We took away four key points from Meta Connect 2022

Meta Connect 2022 was fundamentally different to last year’s event; Meta focused on establishing its credibility with real-world products and revenue streams and clear market segmentation.

  • Meta prioritised making messages understandable and credible for investors. It emphasised the developer revenue success stories in the Quest Store and focused on known verticals with associated dollar values: gaming and enterprise IT. It is looking to provide certainty to investors to gain stability.
  • Its partnership with Microsoft adds credibility to its claim that it is aiming for the metaverse to be an open and collaborative ecosystem. Meta announced the porting of Office 365 and Teams to the Quest series, which also helps to strengthen its enterprise IT narrative.
  • Meta has now segmented its VR/AR device product lines so that they are clearly aligned to different target segments:
    • the Quest headset primarily targets gamers
    • the newly announced Quest Pro is primarily aimed at the enterprise market (and secondarily at remote workers and higher-income individuals that spend money on technology)
    • Ray-Ban Stories are tailored for AR applications.
  • Meta demonstrated its improvements to avatars in order to help capture people’s imaginations and show that not all virtual worlds will necessarily look like Roblox. It presented a photo-realistic avatar using its Instant Avatar technology, though its limited number of facial expressions means that there is more work to do. However, as a prototype, it showed some of what is possible in the near-term. Meta also demonstrated its new Codec Avatar, which is a long way from commercial deployment but showed impressive levels of photo realism.

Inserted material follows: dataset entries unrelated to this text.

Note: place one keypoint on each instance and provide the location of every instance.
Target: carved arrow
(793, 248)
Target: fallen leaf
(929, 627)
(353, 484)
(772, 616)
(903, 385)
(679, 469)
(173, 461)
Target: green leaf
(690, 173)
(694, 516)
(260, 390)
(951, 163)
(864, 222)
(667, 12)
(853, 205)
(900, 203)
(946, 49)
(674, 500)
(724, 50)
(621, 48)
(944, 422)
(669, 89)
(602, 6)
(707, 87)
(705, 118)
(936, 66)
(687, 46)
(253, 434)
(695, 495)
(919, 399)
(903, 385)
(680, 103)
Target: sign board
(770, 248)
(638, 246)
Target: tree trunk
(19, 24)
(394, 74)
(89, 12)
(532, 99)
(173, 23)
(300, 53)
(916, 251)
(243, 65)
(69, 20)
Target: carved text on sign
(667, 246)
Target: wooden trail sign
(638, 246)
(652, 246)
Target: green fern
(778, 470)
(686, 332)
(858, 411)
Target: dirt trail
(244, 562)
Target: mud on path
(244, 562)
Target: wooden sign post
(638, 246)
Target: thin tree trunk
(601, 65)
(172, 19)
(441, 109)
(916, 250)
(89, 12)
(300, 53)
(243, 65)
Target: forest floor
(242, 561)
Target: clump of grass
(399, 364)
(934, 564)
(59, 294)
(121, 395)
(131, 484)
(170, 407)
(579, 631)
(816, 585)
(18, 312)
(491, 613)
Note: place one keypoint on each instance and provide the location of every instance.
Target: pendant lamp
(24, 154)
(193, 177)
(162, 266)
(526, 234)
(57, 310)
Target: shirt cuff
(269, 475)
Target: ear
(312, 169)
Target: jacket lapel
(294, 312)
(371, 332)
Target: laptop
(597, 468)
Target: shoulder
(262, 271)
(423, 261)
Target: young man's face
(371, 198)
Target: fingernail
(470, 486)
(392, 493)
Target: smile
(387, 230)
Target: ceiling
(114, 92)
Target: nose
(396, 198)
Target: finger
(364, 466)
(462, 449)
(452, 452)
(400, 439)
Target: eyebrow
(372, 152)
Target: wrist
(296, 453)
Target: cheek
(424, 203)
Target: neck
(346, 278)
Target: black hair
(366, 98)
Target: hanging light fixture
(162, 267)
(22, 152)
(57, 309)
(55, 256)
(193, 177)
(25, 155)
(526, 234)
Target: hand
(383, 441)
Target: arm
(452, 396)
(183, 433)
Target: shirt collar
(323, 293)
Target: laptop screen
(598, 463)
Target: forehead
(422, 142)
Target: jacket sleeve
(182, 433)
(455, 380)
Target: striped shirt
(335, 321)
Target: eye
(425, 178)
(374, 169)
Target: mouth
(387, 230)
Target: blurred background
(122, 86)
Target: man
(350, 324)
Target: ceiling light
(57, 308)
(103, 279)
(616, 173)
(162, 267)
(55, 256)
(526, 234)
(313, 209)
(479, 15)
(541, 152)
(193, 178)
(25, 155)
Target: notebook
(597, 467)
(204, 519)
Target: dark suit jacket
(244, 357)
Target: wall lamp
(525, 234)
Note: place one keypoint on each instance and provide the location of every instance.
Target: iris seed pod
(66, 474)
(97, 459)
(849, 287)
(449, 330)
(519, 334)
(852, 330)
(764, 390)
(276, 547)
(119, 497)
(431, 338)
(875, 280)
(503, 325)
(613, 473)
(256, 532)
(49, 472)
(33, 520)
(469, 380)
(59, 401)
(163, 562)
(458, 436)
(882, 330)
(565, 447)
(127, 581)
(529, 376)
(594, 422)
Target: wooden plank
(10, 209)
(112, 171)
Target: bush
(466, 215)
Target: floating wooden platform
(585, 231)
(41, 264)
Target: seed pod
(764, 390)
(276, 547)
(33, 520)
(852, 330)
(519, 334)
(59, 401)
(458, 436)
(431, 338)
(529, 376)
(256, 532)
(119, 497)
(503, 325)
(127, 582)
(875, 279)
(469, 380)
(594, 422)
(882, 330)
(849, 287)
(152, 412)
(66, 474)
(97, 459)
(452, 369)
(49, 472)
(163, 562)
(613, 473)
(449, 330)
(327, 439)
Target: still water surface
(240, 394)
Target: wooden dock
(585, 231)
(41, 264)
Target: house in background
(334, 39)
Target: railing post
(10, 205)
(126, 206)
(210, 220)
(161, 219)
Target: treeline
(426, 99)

It will still be a long time until the metaverse becomes as commonplace as other Meta apps such as Facebook, Instagram and WhatsApp, despite the progress shown at Meta Connect. However, momentum is building and we expect that the metaverse or equivalent technologies and ‘worlds’ will become mainstream in the long term (though not within the next 2–3 years).

Meta’s announcements covered six key areas of the metaverse ecosystem

In our report, Metaverse strategies: case studies and analysis, we posit that the various aspects of the metaverse ecosystem can be grouped into three categories and ten sub-categories (Figure 1). No single player needs to excel in all aspects in order to be successful, but Meta has notable activities in almost all sub-categories.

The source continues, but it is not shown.